Study Traces Advancement In Battle To Prevent Child Sex Abuse

Adults are more likely to take action to prevent child sexual abuse after participating in the Protect Our Children program in rural Oregon, according to a report released by the College of Education’s Center for the Prevention of Abuse and Neglect.

The seven-year impact report demonstrated overwhelmingly positive findings for Protect Our Children, the Ford Family Foundation’s child sexual abuse prevention project. The program has built a network of organizations in rural Oregon and Northern California committed to child sexual abuse prevention, created a change in attitudes towards child sexual abuse prevention and awareness in training participants, and inspired adults to take concrete action to prevent abuse.

The Ford Family Foundation “has always focused on the well-being of children and families in the rural communities of Oregon and Siskiyou County,” said board Chair Toby Luther. “We launched Protect Our Children to specifically focus on the prevention of child sexual abuse, knowing that raising awareness about this particular issue is key to ending it.”

Keavy Cook, director of children, youth and families at the foundation, added that Protect Our Children was specifically conceived after the Pennsylvania State University scandal and conviction of Jerry Sandusky.

“There was a lot of discussion on who could have said something, what could have been done differently,” Cook said. “How do we change those norms so that people do talk about it, there is a conversation, the norm is to say something?”

Protect Our Children, led by project director Mary Ratliff, trained more than 40,000 adults in 12 rural counties throughout Oregon and one county in Northern California in child sexual abuse prevention by partnering with 17 nonprofit organizations to implement a child sexual abuse prevention curriculum. The curriculum was presented through three-hour-long workshops that included training videos and structured group discussions.

The foundation reached out to the Center for the Prevention of Abuse and Neglect for suggestions about who might be the best choice to serve as evaluators and it made the choice to serve.

“We’re involved because our mission is to change the conditions that allow childhood trauma to occur in the first place,” explained Jeffrey Todahl, associate professor in the College of Education and director of the center.

The center’s participation as evaluators included collecting data from Lane County about the effects of child sexual abuse here. The center found that 29 percent of Lane County youth are sexual abuse survivors.

Those statistics were echoed in the findings among participants in the workshops, where 33 percent indicated they were sexually assaulted in childhood.

The center used a host of tools to collect data from Protect Our Children to explore what worked and what didn’t and to demonstrate the power of prevention. They conducted more than 100 individual and group interviews and more than 10,000 pre- and post-training surveys to look for changes in the participants’ knowledge, attitudes, behaviors and beliefs.

They then followed up with participants six, 12 and 18 months later and cross-compared those results with 457 randomly selected Oregonians to measure the extent of the effect and see if the changes had continued.
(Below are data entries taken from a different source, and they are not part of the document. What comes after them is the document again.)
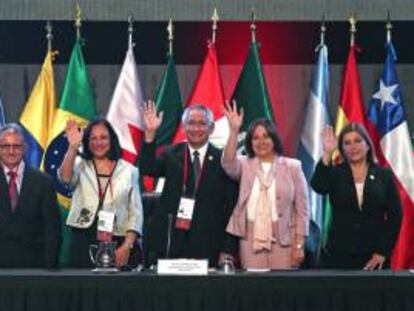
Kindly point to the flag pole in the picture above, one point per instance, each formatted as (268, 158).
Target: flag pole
(78, 20)
(49, 35)
(352, 28)
(215, 18)
(322, 34)
(130, 32)
(388, 27)
(253, 26)
(170, 30)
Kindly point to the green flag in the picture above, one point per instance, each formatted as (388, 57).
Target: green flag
(76, 102)
(168, 100)
(251, 91)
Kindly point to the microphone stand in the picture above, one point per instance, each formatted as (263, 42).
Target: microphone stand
(167, 251)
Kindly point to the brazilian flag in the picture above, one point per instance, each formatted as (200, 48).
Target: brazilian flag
(77, 102)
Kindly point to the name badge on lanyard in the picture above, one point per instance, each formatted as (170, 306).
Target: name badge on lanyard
(186, 206)
(185, 213)
(105, 225)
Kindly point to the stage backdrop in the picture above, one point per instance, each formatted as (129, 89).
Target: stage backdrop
(286, 50)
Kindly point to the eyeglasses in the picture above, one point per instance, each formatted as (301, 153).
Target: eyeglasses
(195, 124)
(17, 147)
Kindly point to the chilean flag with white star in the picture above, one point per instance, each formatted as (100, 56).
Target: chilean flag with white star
(386, 113)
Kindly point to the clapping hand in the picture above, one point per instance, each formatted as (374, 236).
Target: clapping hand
(328, 140)
(73, 133)
(234, 118)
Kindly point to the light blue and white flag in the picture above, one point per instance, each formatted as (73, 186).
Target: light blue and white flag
(316, 118)
(2, 114)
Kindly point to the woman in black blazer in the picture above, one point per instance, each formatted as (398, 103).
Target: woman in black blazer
(366, 208)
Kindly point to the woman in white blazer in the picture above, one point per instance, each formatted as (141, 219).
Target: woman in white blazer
(272, 215)
(103, 184)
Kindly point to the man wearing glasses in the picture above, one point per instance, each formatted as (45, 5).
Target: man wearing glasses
(29, 217)
(197, 198)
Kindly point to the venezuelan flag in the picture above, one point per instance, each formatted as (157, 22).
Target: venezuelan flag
(38, 114)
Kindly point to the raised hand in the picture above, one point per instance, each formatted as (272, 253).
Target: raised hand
(329, 142)
(152, 120)
(73, 133)
(234, 118)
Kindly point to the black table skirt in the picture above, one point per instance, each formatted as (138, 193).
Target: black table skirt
(78, 290)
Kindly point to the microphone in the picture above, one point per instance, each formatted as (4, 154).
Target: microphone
(169, 232)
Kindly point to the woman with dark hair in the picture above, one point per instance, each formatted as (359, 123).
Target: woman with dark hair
(366, 209)
(271, 215)
(106, 189)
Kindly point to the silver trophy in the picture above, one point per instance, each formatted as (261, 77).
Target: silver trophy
(103, 256)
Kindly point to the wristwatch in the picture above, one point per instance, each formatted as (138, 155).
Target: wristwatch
(129, 244)
(299, 246)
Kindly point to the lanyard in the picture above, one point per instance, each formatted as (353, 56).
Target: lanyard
(185, 172)
(101, 193)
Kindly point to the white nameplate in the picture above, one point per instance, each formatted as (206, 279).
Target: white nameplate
(182, 266)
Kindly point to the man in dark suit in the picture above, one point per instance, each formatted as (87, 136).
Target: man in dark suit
(29, 217)
(197, 198)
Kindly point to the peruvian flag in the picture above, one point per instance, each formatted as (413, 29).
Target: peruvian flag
(351, 105)
(125, 110)
(208, 91)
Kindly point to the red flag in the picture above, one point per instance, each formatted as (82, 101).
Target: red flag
(125, 110)
(208, 91)
(351, 104)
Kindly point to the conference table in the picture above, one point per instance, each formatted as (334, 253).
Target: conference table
(83, 290)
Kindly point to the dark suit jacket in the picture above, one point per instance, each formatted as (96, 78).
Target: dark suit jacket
(215, 199)
(374, 227)
(30, 236)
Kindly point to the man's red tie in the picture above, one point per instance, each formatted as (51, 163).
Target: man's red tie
(13, 192)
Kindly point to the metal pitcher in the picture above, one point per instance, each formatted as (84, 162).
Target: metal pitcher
(103, 255)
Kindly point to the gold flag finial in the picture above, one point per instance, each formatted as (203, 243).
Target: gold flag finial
(170, 30)
(322, 34)
(130, 31)
(215, 18)
(388, 26)
(352, 28)
(253, 26)
(49, 35)
(78, 20)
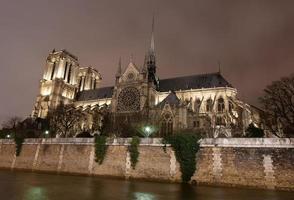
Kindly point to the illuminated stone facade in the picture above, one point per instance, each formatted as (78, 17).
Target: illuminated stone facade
(207, 101)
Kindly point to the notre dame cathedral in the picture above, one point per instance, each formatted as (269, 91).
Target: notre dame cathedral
(201, 101)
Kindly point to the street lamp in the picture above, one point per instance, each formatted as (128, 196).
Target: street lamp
(147, 131)
(46, 133)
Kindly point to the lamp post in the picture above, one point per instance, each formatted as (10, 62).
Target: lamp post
(46, 134)
(148, 130)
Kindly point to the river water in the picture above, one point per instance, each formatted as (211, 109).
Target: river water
(32, 186)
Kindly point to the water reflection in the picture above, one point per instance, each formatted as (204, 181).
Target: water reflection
(36, 193)
(30, 186)
(143, 196)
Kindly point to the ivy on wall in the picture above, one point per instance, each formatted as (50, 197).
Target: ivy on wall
(100, 148)
(185, 146)
(133, 150)
(18, 144)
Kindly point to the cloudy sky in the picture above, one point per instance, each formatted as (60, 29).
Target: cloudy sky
(253, 40)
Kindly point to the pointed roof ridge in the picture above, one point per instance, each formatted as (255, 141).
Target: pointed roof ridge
(171, 99)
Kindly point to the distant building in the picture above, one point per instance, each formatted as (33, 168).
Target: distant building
(205, 101)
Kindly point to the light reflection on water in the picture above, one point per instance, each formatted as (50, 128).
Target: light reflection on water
(36, 193)
(144, 196)
(31, 186)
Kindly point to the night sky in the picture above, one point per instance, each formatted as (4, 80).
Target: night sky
(253, 40)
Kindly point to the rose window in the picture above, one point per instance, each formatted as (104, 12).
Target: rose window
(129, 99)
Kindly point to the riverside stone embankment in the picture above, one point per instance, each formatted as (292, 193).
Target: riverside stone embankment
(262, 163)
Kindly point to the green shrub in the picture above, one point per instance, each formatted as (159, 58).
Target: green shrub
(254, 132)
(100, 148)
(133, 150)
(185, 146)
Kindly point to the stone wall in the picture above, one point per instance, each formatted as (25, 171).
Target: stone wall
(258, 163)
(77, 156)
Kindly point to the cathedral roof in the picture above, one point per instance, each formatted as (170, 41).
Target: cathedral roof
(171, 99)
(193, 82)
(165, 85)
(100, 93)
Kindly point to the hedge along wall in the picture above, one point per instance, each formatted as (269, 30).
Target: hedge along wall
(77, 156)
(262, 163)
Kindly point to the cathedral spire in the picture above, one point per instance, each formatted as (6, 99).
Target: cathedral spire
(119, 68)
(152, 42)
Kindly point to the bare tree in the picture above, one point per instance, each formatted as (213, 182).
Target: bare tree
(12, 124)
(64, 120)
(278, 104)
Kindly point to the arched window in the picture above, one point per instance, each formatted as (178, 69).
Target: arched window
(220, 105)
(231, 106)
(166, 124)
(220, 121)
(197, 105)
(209, 105)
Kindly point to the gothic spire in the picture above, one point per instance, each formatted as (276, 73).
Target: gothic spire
(152, 43)
(119, 68)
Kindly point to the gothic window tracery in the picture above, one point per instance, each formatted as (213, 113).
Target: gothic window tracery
(197, 105)
(220, 105)
(209, 105)
(129, 99)
(166, 124)
(231, 106)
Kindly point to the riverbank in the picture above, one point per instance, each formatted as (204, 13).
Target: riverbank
(29, 186)
(238, 162)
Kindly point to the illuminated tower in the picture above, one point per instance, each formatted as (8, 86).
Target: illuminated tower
(59, 83)
(150, 60)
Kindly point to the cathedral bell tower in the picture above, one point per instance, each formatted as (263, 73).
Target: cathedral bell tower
(59, 82)
(150, 60)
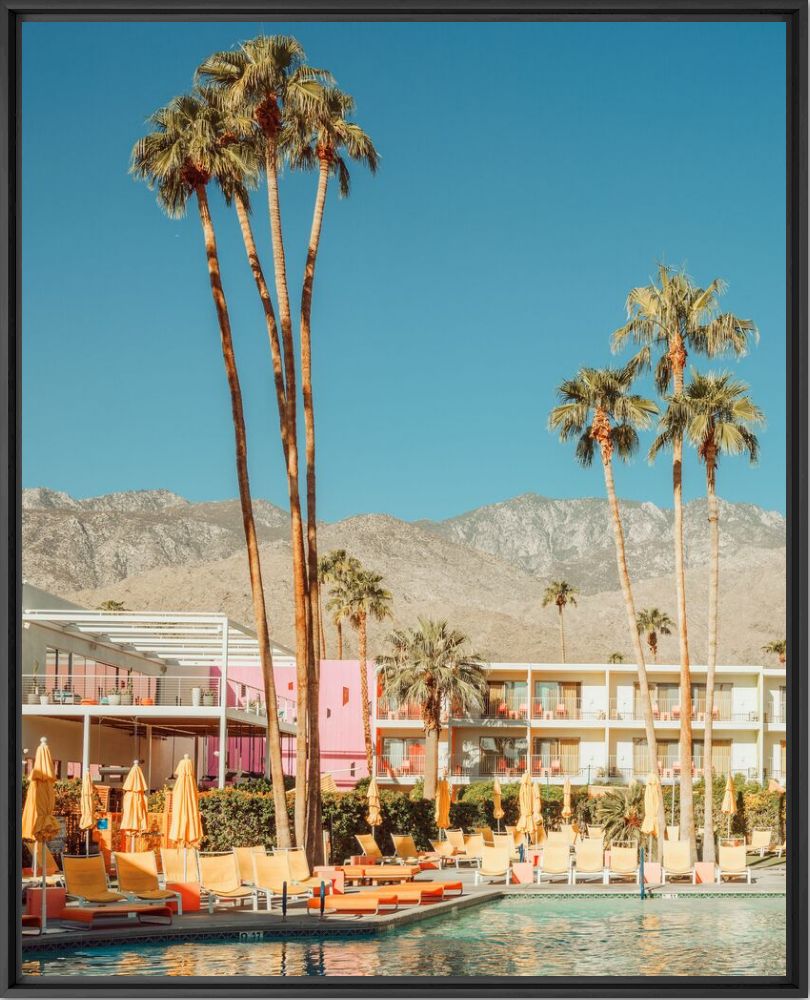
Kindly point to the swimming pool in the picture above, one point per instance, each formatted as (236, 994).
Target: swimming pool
(514, 937)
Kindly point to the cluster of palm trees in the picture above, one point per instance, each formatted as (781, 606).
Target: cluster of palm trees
(600, 410)
(253, 110)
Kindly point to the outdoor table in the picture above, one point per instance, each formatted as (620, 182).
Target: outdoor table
(55, 897)
(190, 894)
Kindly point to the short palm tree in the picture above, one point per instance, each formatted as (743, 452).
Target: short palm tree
(561, 594)
(432, 666)
(673, 317)
(334, 568)
(715, 414)
(598, 409)
(183, 153)
(778, 647)
(652, 622)
(365, 597)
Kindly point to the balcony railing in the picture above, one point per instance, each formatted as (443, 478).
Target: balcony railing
(395, 766)
(511, 707)
(563, 711)
(664, 711)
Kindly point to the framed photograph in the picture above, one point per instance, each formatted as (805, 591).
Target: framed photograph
(406, 498)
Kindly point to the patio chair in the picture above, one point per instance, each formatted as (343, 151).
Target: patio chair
(138, 879)
(244, 859)
(731, 863)
(623, 864)
(677, 861)
(590, 860)
(494, 865)
(180, 864)
(270, 873)
(219, 877)
(555, 863)
(86, 880)
(761, 841)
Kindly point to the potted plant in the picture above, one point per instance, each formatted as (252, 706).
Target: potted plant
(33, 695)
(126, 690)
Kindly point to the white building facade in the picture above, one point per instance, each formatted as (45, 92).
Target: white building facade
(584, 721)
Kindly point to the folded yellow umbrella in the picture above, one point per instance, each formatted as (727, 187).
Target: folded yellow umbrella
(38, 821)
(374, 817)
Results indicated that the changes had persisted, and in fact, sometimes they even got stronger.

Participants demonstrated increased knowledge about child sexual abuse and its prevention as well as pro-prevention attitudes and actions. Notably, participants were more than two times more hopeful that child sexual abuse can be reduced and three times more likely to believe that it is preventable.

Partner organizations said the work had profound effects on them.

“Many of the participating organizations didn’t have prevention as a part of their mission statement” before the project, Todahl said. “It really has been transformative throughout many Oregon communities.”

The project also fostered a statewide co-learning network among the partner organizations, which will better position rural Oregon for long-term child sexual abuse prevention efforts and community engagement.

The evaluation also provided data about who was coming to the training, which proved important to the foundation’s investment in making sure that Protect Our Children participants held diverse identities. The majority of participants were white and college-educated, which contributed to a shift in focus for the trainings and has eventually led to greater focus on LGBTQ curriculum and consideration for how to get more men involved.

Todahl said UO students from the College of Education and across campus participated in the evaluation process by reviewing survey data, making phone calls, completing qualitative interviews and writing reports.

In 2022, Protect Our Children expanded to add an urban site. Moving forward, the project will begin working on legislative advocacy, add new tools around internet safety and trafficking to its curriculum, implement a post-training for parents and caregivers, and improve its Spanish to English translation, Ratliff said.

Todahl said the project “demonstrates the way in which an Oregon-based philanthropic organization can partner with a research unit to really complement each other’s strengths towards systemic change by mobilizing communities. The way in which evaluation can support the development of an initiative like this has been powerfully demonstrated.”